Norcal Waste’s new facility in San Francisco officially opens this week. Recycle Central will officially open at noon on March 5. The facility is permitted to sort and bale up to 2,100 tons of recyclables a day. While the grand opening of the facility was March 5, the facility itself has been opened for around six months. Construction of the facility began about a year ago. At the start the facility was running in the first phase.

Recycle Central is located on Pier 96 in San Francisco's Bay View District. Recyclables in this 200,000-square-foot plant are separated using a combination of specialized equipment and hand sorting. Sorted materials are baled and shipped directly to end consumers.

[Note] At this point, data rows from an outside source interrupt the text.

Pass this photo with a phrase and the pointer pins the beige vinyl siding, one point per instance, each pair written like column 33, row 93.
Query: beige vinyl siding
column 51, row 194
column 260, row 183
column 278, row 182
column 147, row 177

Inside the recycling facility disk screens send bottles and cans in one direction, float paper in another and further sort it into independent streams of newsprint and mixed paper (magazines, cardboard and junk mail.) A giant vacuum system sucks office paper off conveyer belts and automatically sends clean material to baling machines. A powerful magnet pulls steel and tin cans off the sorting belt and flips them into a large storage cage. Additionally, an eddy current separator is used to sort out aluminum cans.
The program is geared toward a single-stream collection and sortation program. A significant amount of the material that will be running through the recycling plant will come from the city of San Francisco’s curbside collection program.
San Francisco's recycling program makes recycling easy and convenient. People simply place paper, bottles and cans together in a blue cart. No more sorting paper from bottles and cans at home or work. Instead, recyclables are separated at Recycle Central.
The facility is expected to handle around 1,200 tons of recyclables a day when it is operating at full capacity.